What Is Your "Food Print"?

Following on the heels of a new study by Cornell University researchers, a new buzz word has emerged in the English language ... "food print."

A "food print" is measured by calculating the amount of land that it takes to produce the food that you eat.

In the Cornell study, researchers discovered that a low-fat vegetarian diet needed the least amount of land. This diet only used 0.5 acres per person whereas a diet high in meats and fats used over two acres per person. Yet, these same researchers argued that the most "efficient" diet was one that incorporated small amounts of meat and dairy as these diets used low quality pasture lands more productively.
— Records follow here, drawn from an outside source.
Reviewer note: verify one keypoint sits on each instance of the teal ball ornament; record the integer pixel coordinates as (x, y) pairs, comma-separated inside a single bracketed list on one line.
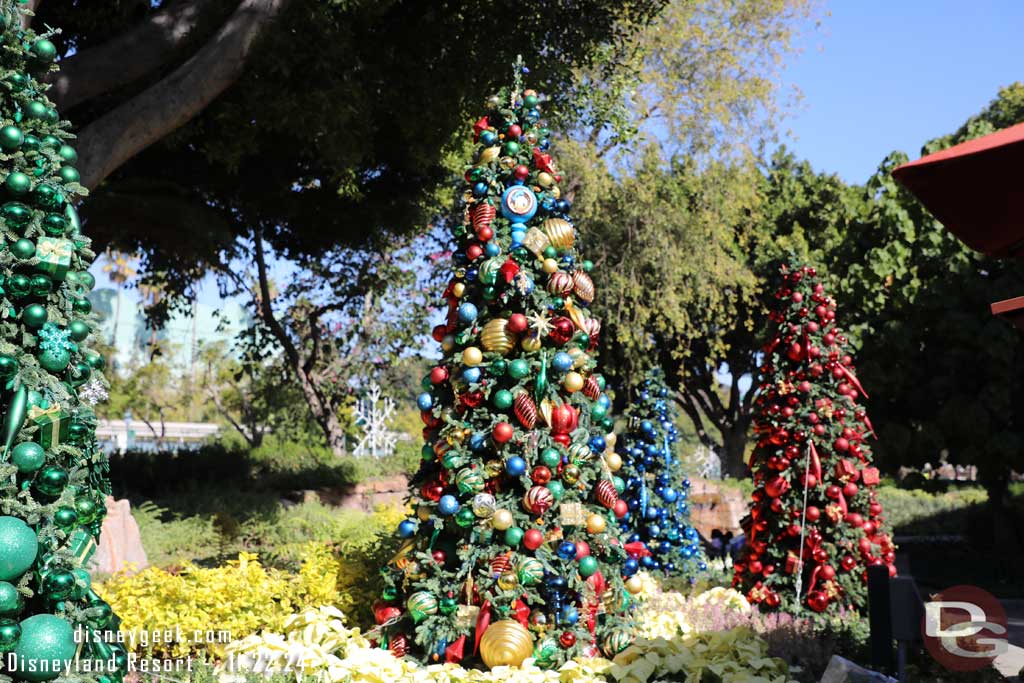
[(18, 547), (10, 600), (45, 648), (11, 137), (17, 183), (10, 633), (54, 360), (34, 315), (28, 457)]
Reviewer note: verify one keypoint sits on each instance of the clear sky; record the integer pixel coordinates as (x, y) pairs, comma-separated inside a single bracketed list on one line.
[(885, 75)]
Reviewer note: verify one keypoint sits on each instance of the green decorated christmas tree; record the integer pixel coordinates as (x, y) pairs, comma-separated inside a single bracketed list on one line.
[(815, 522), (52, 478), (656, 487), (513, 550)]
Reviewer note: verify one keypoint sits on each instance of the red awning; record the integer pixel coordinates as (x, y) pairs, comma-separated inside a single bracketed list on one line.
[(976, 189)]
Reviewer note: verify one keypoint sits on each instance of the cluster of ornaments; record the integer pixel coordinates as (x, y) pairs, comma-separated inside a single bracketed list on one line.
[(514, 550), (655, 486), (52, 482), (811, 441)]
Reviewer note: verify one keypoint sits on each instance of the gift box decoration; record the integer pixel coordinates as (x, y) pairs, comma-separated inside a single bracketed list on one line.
[(53, 423), (54, 256)]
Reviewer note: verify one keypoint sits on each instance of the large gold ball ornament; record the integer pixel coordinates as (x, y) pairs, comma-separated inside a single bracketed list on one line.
[(613, 461), (502, 519), (559, 232), (487, 155), (472, 356), (506, 643), (496, 337)]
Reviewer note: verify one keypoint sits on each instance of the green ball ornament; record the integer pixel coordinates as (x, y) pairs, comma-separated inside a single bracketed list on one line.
[(17, 183), (10, 633), (8, 366), (36, 110), (51, 480), (519, 369), (44, 51), (24, 249), (79, 330), (513, 535), (10, 600), (18, 547), (503, 399), (11, 137), (66, 517), (551, 458), (54, 360), (35, 315), (28, 457), (47, 643), (68, 153), (70, 174)]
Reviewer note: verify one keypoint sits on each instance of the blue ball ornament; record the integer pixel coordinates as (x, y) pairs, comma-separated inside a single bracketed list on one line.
[(515, 466), (449, 505), (562, 361)]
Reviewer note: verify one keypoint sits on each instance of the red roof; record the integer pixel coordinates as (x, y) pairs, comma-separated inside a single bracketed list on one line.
[(975, 188)]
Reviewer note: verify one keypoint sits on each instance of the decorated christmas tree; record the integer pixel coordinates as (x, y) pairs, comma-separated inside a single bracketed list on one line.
[(814, 522), (655, 484), (52, 478), (514, 550)]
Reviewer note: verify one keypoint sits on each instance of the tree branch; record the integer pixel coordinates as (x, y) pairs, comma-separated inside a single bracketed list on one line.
[(127, 57), (119, 135)]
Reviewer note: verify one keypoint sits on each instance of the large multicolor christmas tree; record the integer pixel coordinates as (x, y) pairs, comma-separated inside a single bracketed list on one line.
[(814, 522), (52, 478), (655, 484), (514, 550)]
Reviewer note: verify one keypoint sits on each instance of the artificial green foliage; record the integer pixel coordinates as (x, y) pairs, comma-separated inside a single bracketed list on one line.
[(656, 486), (513, 504), (52, 477), (815, 522)]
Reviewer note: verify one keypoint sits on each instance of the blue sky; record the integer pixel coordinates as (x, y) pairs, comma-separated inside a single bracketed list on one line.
[(883, 75)]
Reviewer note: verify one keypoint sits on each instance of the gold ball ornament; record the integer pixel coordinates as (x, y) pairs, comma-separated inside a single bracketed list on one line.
[(472, 356), (496, 337), (502, 519), (506, 643), (572, 382), (559, 232)]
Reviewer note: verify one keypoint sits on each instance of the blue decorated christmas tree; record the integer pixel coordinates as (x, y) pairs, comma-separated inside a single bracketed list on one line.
[(655, 485)]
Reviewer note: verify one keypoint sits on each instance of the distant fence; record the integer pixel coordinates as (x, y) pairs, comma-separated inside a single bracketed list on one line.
[(122, 435)]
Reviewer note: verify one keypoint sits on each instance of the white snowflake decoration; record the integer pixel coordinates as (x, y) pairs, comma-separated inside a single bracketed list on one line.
[(372, 414)]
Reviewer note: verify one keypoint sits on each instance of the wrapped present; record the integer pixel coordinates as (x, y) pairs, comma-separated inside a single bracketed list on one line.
[(54, 256), (53, 422), (869, 476)]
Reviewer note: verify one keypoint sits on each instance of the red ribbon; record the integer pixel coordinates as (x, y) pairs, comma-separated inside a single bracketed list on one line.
[(482, 622)]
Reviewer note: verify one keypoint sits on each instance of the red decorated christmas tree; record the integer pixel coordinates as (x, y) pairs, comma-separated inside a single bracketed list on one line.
[(815, 523)]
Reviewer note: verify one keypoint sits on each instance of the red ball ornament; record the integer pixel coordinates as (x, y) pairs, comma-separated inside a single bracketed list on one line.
[(517, 324), (503, 432)]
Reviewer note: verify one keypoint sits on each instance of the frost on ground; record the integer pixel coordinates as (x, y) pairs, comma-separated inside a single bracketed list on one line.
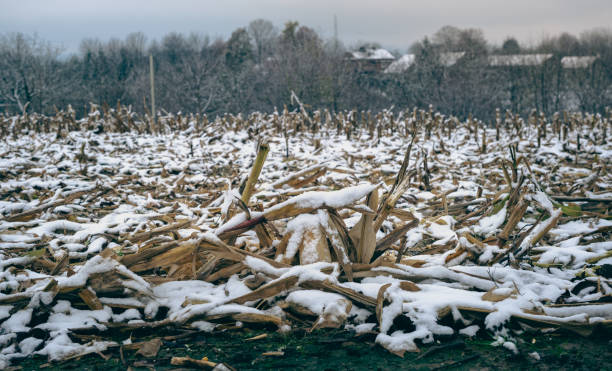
[(407, 226)]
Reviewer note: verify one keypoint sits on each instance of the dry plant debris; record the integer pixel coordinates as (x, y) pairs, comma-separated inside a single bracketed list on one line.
[(408, 226)]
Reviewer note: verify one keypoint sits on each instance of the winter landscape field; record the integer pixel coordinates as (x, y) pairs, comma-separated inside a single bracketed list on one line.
[(404, 229)]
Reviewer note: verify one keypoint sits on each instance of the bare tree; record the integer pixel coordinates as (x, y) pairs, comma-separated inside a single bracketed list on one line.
[(263, 36)]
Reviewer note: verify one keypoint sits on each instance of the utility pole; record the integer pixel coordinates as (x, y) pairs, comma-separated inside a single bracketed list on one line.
[(152, 75), (335, 33)]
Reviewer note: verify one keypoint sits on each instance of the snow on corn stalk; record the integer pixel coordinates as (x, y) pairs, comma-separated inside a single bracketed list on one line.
[(401, 224)]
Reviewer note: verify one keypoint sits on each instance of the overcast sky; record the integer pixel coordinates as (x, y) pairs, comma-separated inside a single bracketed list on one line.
[(395, 24)]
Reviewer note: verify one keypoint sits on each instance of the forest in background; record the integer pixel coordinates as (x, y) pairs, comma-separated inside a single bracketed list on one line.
[(258, 67)]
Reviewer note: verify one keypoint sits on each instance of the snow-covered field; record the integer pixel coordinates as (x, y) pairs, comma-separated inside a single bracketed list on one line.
[(105, 227)]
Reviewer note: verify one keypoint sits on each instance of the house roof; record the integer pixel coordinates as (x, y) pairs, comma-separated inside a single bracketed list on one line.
[(450, 58), (518, 60), (401, 64), (577, 62), (371, 54)]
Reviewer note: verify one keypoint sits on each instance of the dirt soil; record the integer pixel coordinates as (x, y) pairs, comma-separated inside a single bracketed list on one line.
[(342, 350)]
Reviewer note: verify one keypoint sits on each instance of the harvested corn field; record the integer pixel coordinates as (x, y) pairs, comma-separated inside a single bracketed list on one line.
[(407, 226)]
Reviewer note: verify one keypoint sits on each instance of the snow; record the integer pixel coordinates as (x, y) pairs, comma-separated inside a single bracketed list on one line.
[(402, 64), (518, 59), (446, 286)]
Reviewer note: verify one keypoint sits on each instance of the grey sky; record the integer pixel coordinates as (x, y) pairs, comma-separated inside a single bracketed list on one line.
[(393, 23)]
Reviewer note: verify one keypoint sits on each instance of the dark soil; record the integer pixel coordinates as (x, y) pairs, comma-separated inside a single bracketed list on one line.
[(341, 350)]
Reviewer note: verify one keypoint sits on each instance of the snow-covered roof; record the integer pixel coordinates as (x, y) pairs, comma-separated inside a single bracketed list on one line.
[(450, 58), (372, 54), (402, 64), (518, 59), (577, 62)]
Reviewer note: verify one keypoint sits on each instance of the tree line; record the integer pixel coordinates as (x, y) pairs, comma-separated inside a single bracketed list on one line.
[(259, 66)]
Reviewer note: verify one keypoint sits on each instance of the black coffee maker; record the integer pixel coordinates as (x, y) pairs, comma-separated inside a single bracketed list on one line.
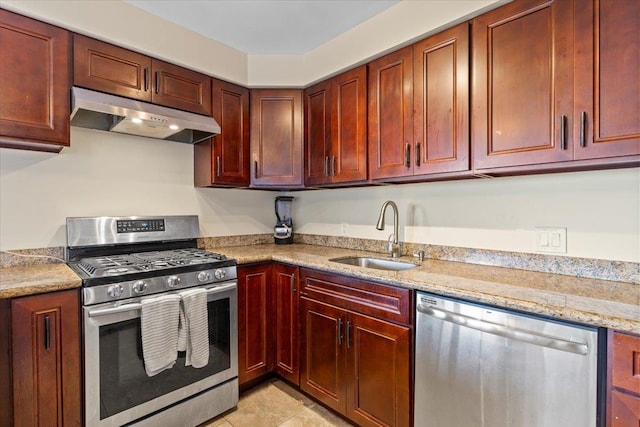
[(283, 231)]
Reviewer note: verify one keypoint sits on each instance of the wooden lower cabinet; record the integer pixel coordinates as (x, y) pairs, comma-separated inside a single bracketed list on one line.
[(254, 332), (356, 364), (285, 283), (624, 380), (45, 331)]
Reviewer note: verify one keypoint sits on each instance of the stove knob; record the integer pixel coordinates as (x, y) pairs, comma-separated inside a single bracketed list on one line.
[(204, 276), (139, 287), (173, 281), (115, 291)]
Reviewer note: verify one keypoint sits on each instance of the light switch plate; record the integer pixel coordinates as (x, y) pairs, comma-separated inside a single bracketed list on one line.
[(551, 240)]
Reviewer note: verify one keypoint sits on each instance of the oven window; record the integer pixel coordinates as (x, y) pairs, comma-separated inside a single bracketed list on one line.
[(124, 383)]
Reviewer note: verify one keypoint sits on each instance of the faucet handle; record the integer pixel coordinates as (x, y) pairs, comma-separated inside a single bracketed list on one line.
[(390, 243), (420, 255)]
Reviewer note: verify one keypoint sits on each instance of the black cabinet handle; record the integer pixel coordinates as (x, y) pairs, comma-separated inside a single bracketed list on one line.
[(146, 79), (407, 155), (583, 125), (157, 81), (47, 332), (563, 132)]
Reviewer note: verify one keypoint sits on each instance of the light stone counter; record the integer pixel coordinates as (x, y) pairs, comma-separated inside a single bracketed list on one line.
[(597, 302), (36, 279)]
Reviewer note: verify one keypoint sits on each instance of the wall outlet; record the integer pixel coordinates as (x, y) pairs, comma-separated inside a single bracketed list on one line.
[(551, 240)]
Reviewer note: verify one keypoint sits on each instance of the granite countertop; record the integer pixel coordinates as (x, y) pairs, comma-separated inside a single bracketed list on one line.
[(36, 279), (597, 302)]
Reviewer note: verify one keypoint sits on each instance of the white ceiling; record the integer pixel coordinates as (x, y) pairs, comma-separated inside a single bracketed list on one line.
[(267, 27)]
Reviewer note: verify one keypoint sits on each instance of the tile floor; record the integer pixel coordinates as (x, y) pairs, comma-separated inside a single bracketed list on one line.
[(276, 404)]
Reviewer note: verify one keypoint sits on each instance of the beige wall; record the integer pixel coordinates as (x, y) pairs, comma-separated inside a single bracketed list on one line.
[(115, 175), (600, 210)]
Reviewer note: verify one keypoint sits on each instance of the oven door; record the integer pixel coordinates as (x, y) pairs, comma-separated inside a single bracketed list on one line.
[(117, 388)]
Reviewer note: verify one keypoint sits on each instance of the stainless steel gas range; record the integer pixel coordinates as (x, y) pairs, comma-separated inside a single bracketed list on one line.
[(124, 262)]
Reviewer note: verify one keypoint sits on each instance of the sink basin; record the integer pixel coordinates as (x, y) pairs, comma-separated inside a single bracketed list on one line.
[(377, 263)]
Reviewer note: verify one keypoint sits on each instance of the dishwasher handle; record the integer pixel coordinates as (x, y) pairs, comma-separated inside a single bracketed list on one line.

A diet with a little meat and dairy, approximately 63 grams per day, would only require 0.6 acres of land per person.

Now, perhaps that doesn't seem like a big difference to you, but, taking the state of New York as an example, the switch to a low-fat vegetarian diet by all New Yorkers would allow the state's agriculture to support 50% more of the population. Additionally, this would mean that 32% of New York's food needs could be met with harvests produced within the state, as opposed to the current amount of 22%.

Jennifer Wilkins, one of the co-authors of the Cornell study, stated their conclusion quite succinctly, "The key to conserving land and other resources with our diets is to limit the amount of meat we eat and for farmers to rely more on grazing and forages to feed their livestock."

Yet, a true conservation ethic includes more than just tabulating how much land is needed to produce your food. It is also crucial to understand how your food was grown, where it was grown, and how it was processed, packaged and transported. Wilkins emphasized this point, "Consumers need to be aware that foods differ not only in their nutrient content but in the amount of resources required to produce, process, package and transport them."

So, a true "food print" should consider the total impact that your diet has on the environment. This total impact would not only include how much land is required to the produce the food, but also how many petrochemical fertilizers, pesticides, and herbicides may have been applied, how much energy was required to raise those crops and create those chemicals, and how much energy was expended in processing, packaging, and transporting the food.

These are only a few of the factors that must be considered in calculating your "food print."

I know that this seems quite overwhelming. In the United States, the majority of our food supply is dependent on industrial agriculture, which creates a tremendously negative impact on the environment and is extremely inefficient in its production. It is difficult to opt out of this system that has taken over our country's food supply thanks to corporate lobbyists and years of misguided agricultural policy.

Yet, I hope that this discussion gets you thinking when you next visit your grocery store or farmer's market. Do not turn off your brain and follow that shopping list blindly. Begin to question your food. Sure, you might get some strange look from folks as you interrogate that apple, "Where did you come from? Chile?," but isn't it important to know more about the items that you are putting into your body? It is your body and it is your right to know.

You can make a great difference not only to your health, but also the health of the planet, if you educate yourself about the food chain, buy local products whenever possible, and really think about what you eat.

The fate of the planet is on your fork!